In his A History of the Services of the 41st (the Welch) Regiment (1899) by Lieutenant and Adjutant D.A.N. Lomax (1st Battalion the Welch Regiment) we are offered this:

Their existence seems to have been a very quiet one, but probably well suited to the deserving class of soldiers of which the regiment was composed.  A great many of the men were married, and the officers were generally so aged as to be unfit for the most trivial exertion.

The military character of the regiment of Invalids was therefore uninteresting, and their history, in consequence, is somewhat dull and monotonous. (page 2)

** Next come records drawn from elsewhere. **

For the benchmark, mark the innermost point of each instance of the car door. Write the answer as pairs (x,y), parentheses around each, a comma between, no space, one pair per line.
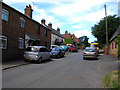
(47,53)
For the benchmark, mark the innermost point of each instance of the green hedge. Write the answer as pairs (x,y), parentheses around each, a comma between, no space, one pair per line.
(118,42)
(67,41)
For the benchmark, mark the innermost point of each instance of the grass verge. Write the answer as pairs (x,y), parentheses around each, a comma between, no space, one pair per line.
(112,80)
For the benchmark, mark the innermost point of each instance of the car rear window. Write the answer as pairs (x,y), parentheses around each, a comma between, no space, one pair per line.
(31,49)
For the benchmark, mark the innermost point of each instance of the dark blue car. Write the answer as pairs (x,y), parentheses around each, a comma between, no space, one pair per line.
(58,52)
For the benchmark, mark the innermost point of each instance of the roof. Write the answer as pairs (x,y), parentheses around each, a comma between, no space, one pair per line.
(117,32)
(26,16)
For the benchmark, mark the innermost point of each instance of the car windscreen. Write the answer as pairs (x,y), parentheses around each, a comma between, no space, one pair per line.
(55,49)
(31,49)
(90,50)
(94,45)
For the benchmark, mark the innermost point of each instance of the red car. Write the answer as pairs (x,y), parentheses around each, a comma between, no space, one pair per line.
(73,49)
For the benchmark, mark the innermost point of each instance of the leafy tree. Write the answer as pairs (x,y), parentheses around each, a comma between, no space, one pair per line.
(99,30)
(67,40)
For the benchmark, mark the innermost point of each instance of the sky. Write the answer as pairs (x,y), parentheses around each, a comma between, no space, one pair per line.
(75,16)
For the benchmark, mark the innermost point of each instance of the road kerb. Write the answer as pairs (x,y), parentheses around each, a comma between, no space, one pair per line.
(12,66)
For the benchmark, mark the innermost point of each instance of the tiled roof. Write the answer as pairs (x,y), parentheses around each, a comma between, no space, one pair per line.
(116,33)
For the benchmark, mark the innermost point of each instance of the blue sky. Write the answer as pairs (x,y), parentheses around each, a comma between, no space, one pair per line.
(75,16)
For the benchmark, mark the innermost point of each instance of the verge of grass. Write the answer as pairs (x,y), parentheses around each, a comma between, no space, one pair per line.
(112,80)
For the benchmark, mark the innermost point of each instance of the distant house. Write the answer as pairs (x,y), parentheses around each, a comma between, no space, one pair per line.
(72,37)
(113,47)
(20,31)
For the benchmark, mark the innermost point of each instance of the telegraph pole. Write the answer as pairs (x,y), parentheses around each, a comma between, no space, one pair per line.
(106,29)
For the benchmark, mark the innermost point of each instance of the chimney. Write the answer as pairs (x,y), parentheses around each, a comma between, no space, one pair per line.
(28,11)
(43,21)
(58,30)
(50,25)
(66,32)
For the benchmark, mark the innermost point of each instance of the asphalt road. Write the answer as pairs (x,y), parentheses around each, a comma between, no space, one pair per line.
(68,72)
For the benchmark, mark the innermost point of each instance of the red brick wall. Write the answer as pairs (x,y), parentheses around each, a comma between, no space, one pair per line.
(112,49)
(13,32)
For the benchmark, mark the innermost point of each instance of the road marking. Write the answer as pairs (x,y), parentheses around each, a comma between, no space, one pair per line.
(118,61)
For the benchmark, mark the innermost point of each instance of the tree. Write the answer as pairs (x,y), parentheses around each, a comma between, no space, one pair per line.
(99,30)
(118,42)
(84,41)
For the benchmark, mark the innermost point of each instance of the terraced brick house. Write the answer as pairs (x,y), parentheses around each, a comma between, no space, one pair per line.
(20,31)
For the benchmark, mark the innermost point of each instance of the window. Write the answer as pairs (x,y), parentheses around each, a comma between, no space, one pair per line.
(5,15)
(21,43)
(42,50)
(45,32)
(22,22)
(38,29)
(3,42)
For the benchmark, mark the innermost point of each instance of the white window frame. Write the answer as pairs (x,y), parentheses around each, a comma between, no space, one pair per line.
(21,43)
(1,44)
(5,14)
(22,22)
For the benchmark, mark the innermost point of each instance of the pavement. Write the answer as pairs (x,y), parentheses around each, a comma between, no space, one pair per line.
(20,62)
(11,64)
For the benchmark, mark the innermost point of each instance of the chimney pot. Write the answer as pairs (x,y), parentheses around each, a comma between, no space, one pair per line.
(58,30)
(28,11)
(43,21)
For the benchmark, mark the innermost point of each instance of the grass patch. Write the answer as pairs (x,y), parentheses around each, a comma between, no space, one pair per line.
(112,80)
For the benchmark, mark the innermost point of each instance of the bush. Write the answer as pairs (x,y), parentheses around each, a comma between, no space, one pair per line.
(67,41)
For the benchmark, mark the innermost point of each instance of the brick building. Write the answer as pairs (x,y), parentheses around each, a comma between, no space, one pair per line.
(19,31)
(74,39)
(56,37)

From this introduction, who could believe that we would shift our attention to mutinies of Highland Regiments and the 77th (Duke of Atholl’s Highlanders) pitted against the 41st Invalids in the “Battle of Portsmouth”?

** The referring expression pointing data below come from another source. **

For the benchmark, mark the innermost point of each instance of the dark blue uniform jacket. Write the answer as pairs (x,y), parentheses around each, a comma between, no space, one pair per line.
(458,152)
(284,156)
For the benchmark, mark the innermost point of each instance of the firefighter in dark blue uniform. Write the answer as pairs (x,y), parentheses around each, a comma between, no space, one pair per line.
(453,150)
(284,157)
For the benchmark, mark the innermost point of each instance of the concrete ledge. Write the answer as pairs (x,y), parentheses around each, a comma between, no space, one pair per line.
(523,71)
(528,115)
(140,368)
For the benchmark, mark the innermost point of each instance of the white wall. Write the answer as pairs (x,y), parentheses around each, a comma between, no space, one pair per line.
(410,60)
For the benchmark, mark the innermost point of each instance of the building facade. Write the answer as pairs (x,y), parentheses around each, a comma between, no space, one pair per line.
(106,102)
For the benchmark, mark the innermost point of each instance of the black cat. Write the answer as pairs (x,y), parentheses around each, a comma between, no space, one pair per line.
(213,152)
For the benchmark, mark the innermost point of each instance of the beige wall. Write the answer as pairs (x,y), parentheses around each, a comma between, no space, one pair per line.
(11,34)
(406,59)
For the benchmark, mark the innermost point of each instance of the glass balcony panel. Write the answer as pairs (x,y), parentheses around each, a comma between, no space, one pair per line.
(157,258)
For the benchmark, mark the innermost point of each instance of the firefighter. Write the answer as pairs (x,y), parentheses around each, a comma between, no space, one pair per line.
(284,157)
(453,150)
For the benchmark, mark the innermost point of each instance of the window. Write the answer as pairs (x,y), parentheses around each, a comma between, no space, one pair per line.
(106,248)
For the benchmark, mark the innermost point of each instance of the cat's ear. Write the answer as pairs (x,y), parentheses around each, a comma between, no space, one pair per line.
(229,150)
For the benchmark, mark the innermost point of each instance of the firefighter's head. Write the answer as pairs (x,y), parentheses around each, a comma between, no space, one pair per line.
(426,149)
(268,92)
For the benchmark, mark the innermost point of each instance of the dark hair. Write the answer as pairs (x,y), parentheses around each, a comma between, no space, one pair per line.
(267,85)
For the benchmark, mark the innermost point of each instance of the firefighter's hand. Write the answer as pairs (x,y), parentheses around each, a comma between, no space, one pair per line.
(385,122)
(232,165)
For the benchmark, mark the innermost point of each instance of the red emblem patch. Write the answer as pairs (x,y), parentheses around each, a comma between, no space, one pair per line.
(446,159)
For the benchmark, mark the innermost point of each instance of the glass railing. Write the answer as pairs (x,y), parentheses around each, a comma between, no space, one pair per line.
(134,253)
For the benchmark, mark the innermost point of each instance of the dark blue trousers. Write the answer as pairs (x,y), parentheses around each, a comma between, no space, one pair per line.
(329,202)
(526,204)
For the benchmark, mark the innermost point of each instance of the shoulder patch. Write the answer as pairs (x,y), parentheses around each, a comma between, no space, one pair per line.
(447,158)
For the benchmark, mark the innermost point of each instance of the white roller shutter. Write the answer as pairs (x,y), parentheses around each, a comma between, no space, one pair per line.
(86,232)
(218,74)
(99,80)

Lomax gives brief mention to this incident but our James Yamorsky gives a much deeper examination in this article in our history section.  Please follow the link for this fascinating read!
 
In closing, I offer the complete poem “The Battle of Portsmouth”:
​
When the long Yankee war had ceased,
A gallant Highland corps
Was ordered hither to embark
For Indias distant shore.

But of the valiant Scots, each man
Sighed for his native home,
To join again his native clan,
And o'er the mountains roam.

In fair Stokes Bay the transport lay,
And boats were on the strand,
No soldier would the word obey
Which ordered "Leave the land!

"We've served our King and country well
Full many a fiery day.
And is it lawful now to sell
And send us far away?"

The old Fogeys then opposed the squall
Which every townsman feared,
Till whistling shot struck Tommy Prawl,
When quick they disappeared.

Foolish it would have been to stay -
Their courage who can doubt?
But shot and powder none had they -
What could be done without?

Their leader bold was captive caught,
For quarter forced to beg,
In vain upon escape he'd thought
For he'd a wooden leg.

I've heard the aged folk declare,
Nor doubt I what they say,
Those with long legs the happiest were
On that eventful day.

I've heard of one who fled so fast
(Sure running was no crime)
Into a builder's cellar cast,
Up to his neck in lime.

Suffice it, that through all the place
Confusion held her reign.
Till the braw Scots marched off apace,
When peace appeared again.

(By an unknown inhabitant of Portsmouth)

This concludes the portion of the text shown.